The impact told her he was wearing a protective cup, which she’d expected: he was a thug, not an idiot. But he flinched all the same, pitching his top half forward and dropping his hands to protect himself.
An elbow to the side of his head, hard. He stumbled, and she body-slammed him, crashing into him with her shoulder.
His feet skidded, lost their grip, and as he hit the mat butt-first, he tried to grab onto her. He was too slow. Her knee cracked into his chin and sent his head crashing backwards, then two sharp punches to the solar plexus and a final jab to the throat stole his breath.
Clutching his neck as he gasped and shuddered, Blake stared up at Quon, eyes wide from shock more than pain.
She straightened up. “My advice… Lie there for another two minutes, fifty seconds and then beg for mercy.” Quon stepped back, and looked towards Judge Leverett.

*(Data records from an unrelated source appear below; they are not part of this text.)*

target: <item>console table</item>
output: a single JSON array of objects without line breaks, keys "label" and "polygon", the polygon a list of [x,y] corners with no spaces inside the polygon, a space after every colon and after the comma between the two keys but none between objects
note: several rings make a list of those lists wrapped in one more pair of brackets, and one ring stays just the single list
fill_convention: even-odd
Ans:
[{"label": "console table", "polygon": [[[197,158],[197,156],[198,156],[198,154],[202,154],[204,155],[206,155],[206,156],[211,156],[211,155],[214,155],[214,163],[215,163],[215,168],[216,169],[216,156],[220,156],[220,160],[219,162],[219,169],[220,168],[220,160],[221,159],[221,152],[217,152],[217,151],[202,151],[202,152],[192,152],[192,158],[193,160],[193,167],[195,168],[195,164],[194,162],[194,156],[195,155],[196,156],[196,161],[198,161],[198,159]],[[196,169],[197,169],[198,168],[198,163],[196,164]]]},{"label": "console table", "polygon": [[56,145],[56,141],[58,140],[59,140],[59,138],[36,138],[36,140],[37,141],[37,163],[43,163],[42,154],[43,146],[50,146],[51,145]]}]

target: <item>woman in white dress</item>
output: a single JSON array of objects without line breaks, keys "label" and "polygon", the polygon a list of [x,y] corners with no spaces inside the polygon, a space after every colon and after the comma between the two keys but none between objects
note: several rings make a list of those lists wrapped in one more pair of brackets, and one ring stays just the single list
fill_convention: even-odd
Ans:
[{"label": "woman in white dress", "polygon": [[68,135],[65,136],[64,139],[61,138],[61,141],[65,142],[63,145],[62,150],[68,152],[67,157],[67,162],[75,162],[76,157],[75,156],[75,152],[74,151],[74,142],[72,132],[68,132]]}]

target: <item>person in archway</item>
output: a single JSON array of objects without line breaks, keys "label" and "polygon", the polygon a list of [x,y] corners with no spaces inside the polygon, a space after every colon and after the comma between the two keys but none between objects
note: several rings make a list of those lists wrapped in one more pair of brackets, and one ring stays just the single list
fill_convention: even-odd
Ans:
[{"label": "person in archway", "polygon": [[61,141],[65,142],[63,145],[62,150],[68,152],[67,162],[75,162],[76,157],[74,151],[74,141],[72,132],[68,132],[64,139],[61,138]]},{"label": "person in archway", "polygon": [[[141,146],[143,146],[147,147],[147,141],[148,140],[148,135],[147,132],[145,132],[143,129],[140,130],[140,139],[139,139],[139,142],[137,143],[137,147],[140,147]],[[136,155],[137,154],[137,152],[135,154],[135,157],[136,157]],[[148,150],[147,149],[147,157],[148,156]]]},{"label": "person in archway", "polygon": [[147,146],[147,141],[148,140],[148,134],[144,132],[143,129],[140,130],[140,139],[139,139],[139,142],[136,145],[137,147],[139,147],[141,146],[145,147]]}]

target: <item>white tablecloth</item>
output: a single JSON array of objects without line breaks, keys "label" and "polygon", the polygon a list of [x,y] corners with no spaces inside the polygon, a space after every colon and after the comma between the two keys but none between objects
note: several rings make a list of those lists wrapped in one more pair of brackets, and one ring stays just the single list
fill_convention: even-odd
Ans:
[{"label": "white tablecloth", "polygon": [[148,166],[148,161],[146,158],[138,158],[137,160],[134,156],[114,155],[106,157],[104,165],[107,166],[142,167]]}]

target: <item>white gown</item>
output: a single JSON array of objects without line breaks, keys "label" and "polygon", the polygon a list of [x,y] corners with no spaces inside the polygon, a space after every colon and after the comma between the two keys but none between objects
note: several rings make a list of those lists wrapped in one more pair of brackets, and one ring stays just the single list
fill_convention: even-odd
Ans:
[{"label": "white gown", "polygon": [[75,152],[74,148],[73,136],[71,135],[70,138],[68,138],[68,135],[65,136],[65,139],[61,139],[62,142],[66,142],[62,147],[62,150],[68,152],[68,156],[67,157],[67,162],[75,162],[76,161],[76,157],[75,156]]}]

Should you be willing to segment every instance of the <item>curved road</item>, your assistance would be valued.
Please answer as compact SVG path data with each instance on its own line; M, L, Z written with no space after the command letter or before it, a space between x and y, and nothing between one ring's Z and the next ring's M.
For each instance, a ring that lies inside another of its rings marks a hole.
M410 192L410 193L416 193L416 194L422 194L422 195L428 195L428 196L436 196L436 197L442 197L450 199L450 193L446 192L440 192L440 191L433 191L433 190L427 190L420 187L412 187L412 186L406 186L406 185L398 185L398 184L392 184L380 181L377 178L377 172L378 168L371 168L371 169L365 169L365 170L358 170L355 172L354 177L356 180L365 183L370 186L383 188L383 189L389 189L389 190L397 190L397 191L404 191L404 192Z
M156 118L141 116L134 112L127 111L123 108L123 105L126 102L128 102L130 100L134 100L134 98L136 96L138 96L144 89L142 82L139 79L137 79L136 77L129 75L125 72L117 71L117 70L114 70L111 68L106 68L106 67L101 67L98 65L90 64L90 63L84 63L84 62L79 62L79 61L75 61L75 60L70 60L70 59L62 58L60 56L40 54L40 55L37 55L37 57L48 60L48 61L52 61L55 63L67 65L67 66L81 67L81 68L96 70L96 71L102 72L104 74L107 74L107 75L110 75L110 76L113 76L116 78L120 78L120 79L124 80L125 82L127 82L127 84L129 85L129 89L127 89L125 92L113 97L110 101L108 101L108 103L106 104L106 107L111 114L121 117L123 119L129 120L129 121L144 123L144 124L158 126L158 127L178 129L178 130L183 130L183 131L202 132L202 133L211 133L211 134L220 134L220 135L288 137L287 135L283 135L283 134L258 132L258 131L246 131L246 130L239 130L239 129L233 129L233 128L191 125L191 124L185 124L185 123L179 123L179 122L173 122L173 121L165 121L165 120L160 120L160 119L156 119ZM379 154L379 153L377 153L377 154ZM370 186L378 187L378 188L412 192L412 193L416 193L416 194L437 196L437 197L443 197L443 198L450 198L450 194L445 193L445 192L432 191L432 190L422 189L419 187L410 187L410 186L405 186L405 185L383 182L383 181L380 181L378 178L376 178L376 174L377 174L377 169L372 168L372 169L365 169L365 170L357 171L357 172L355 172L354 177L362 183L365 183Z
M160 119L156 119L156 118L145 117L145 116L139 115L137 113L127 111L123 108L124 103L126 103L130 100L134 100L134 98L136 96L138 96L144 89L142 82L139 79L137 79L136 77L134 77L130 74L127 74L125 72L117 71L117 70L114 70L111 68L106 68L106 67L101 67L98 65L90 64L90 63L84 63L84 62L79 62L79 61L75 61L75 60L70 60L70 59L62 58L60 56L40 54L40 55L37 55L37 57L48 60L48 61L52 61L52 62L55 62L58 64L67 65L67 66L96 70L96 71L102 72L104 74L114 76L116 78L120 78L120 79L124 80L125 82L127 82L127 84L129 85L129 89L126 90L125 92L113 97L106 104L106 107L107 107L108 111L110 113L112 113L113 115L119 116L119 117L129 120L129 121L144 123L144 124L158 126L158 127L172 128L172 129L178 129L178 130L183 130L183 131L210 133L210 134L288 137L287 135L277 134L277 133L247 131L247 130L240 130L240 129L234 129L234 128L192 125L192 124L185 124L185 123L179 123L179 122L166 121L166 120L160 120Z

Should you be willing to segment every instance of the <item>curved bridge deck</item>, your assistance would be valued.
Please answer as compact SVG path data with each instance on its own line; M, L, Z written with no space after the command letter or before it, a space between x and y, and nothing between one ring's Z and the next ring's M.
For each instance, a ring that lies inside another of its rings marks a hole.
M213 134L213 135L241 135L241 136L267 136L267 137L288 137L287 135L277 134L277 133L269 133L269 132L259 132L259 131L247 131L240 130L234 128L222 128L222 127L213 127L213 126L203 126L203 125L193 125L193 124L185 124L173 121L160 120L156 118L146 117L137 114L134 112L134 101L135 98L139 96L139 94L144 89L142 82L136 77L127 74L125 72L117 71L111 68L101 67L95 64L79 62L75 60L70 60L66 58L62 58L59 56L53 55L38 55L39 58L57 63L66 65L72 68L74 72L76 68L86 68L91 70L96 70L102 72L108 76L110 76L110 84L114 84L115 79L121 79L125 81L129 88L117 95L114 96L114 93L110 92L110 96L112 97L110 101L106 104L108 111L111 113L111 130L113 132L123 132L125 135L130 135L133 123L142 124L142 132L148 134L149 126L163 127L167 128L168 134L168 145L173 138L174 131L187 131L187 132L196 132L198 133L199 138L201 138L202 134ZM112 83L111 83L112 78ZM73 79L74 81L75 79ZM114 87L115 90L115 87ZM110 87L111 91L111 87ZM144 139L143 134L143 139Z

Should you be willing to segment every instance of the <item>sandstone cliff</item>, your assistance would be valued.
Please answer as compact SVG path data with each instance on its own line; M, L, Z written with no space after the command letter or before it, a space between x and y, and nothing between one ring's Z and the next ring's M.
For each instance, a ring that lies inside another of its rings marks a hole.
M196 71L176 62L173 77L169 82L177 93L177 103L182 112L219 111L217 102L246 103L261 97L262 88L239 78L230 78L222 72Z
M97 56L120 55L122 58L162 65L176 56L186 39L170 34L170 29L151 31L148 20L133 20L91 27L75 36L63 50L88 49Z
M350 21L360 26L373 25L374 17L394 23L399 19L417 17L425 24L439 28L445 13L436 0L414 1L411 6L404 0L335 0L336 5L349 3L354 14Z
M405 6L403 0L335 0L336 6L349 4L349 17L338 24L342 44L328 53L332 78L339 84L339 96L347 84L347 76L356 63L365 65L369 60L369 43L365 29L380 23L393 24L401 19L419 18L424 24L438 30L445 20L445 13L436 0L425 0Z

He was silent for a moment, then turned to the captain. “All right. Point made. Carry on.”
The graduation ceremony took place indoors, in what was once Deitch’s office. Instead of a crowd, the only onlookers were Quon’s parents and two contractors who agreed to cease hammering for five minutes.
Captain Deitch shook Quon’s hand. “Congratulations. The only graduate of the class of 2039. I am… very proud of you, Officer Quon.”
Quon’s mother began to applaud, and was quickly joined by her father and one of the contractors. The other one cheered and tossed his hard-hat into the air. It clunked loudly off the freshly-plastered ceiling before hitting the floor and rolling away.
As they watched the contractor chase after his hat, Captain Deitch said, “I’m sorry there’s no certificate or… well, anything else.” He lifted an envelope from his desk, handed it to her. “Your assignment.”
Quon opened the envelope. “Golgotha, Alabama.”
Deitch nodded. “Best I can do. No other force is taking on anyone else. And even this one had closed its ranks, but Captain Bonacki owed me a favour. The Judges are making it very clear that the old ways are gone.” He shrugged. “You realise what this means, Officer Quon?”
“Sir?”
“You have graduated so now this place…” He glanced around the room. “As of now, this academy is officially defunct. The last police academy in the country has just passed out its last officer. That’s you, Quon. You are the last person to become a police officer in the United States of America.”